This post describes an experience that I recently had with my water company, Southern Water. I think it illustrates how many companies organise themselves but what it shows is that they are organised in a way that is for the benefit and ease of themselves and not their customers.
This flies in the face of trying to be or claiming to be more customer centric and providing good customer service.
Anyway, here’s the story:
Southern Water wrote to me about a problem with my account and address details.
I read their letter.
It seemed like a clerical error and easy to sort out so I called them.
I then quoted the reference number in their letter to them.
No joy.
I then quoted my full name, full address with postcode and my date of birth to them.
No joy.
They couldn’t find the right record or details of the letter and asked me for my customer number as that was my unique identifier!
I didn’t have my customer number to hand (it’s not something that I carry around with me) but we couldn’t progress until I gave it to them.
Now, I didn’t have time to start digging into my household files and so what it meant was that I had to log onto my internet banking site and retrieve some information from the direct debit that I set up to pay them every month.
I did that and then we got it all sorted. Finally.
This may sound like it is a bit of a gripe and I understand why it is easier to look up numbers in a database. But, as a customer……I don’t care. I’m up to date with my bills so for me there is no problem.
It was Southern Water’s mistake not mine. I didn’t do anything wrong so I felt slightly aggrieved that I had to do more work to help them sort their problem.
More importantly, as far as I am concerned, my full name is my unique identifier.
If my name is common, which mine isn’t, then I may expect to use my address and my postcode to identify myself to a company that I do business with and then, maybe, my date of birth, perhaps.
Following on from that I may answer some security questions or provide some other information.
My account number or customer number, I would suggest, would come way down the list as something that I would use to describe me as a customer or to uniquely identify myself.
Is it just me?
However, there is a serious point to this. Organising your information and customer data in a way that makes your customer do the work every time they call you, may make sense to you and how you structure yourself but is not going to help your customer service promise or cause.
For me, when it comes to delivering okay or good or great customer service it starts with the customer and I am a person with a name and not a number.
What do you think?
Thanks to OccupyMCR for the image.
13 Comments
Hello Adrian
Aha, you have experienced the real reality of organisations as opposed to virtual reality created by ‘guruspeak’, ‘consultantspeak’ and ‘organisationspeak’.
It does occur as a shock when moves out of the virtual reality bubble of outside-in, customer focus, customer experience, customer obsession, customer-centricity, blah blah blah and in confronted by what is really so in the real world!
And here is the question: you are still a customer of this organisation, right?
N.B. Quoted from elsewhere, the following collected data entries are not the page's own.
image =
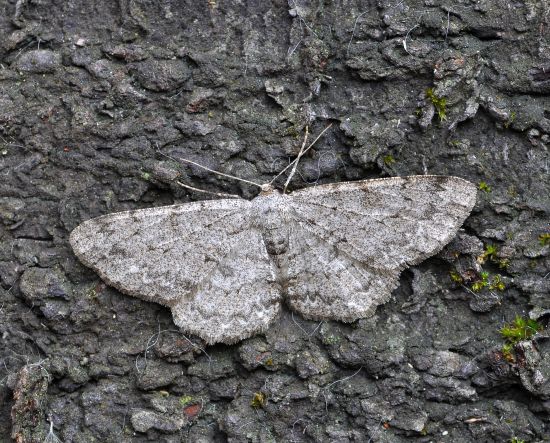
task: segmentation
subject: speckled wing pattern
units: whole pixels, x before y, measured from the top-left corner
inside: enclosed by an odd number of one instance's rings
[[[265,330],[283,300],[307,318],[371,315],[405,267],[453,238],[475,197],[456,177],[364,180],[110,214],[70,242],[108,284],[170,307],[209,343],[234,343]]]
[[[436,254],[472,210],[475,187],[411,176],[317,186],[290,200],[287,303],[354,321],[385,303],[409,265]]]
[[[251,202],[215,200],[119,212],[70,236],[75,254],[109,285],[172,310],[174,323],[209,343],[267,328],[280,292]]]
So what is it that you have communicated to it? That you are OK with, will live with, are living with their way of doing stuff! So why should anyone change the way the process works?
My point is that as customers we stick with suppliers irrespective of what we say when the survey guy/girl comes around. And because we stick with suppliers, they continue sticking to the way they do stuff including interacting with us. So if you/I wish to influence/shape organisations we need to act – to stop doing business with such organisations as well as writing about them.
What do you say?
Maz
Hi Maz,
Thank you for your comment and you are right that the best way for us to act as customers is to ‘walk’ and take our business elsewhere.
For my part, I am looking into changing suppliers but fear that the way water supply is set up in the UK will make this hard ie. we have no choice unlike other utilities but I am looking into that.
I’ve also sent this piece to Southern Water and will wait to hear back from them. I have low expectations about what I hear back if anything but I wait with a small amount of hope π
All the best,
Adrian
Adrian
But they’ve only had 7 years to sort it out since they were fined for poor customer service by the industry regulator.
http://www.guardian.co.uk/environment/2006/mar/31/water.business
Aren’t you being a little harsh to expect an improvement so soon?
Hi Guy,
Maybe I’m just being blindly optimistic about the performance of a franchise monopoly. Or is that being too harsh too? π
Adrian
Oh yes, agree with that. It’s definitely not just you. What would your life look like in customer reference numbers? Have a look! http://systemsthinkingforgirls.com/2012/12/04/your-life-in-customer-reference-numbers/
I like it! π
Adrian.
I used to work for an organisation where they counted “accounts on file”. I now work for one where they count “policies in force”
Both of them used to talk a lot about “customer” but neither of them recorded “customers”.
I guess your water company would fall into the same bracket
James
Hi James,
The language that the companies that you mention use to describe what they do says a lot about them. Probably, says a lot about how they think about and handle ‘customers’ too……More numbers than people. I wonder if that applies to their employees too?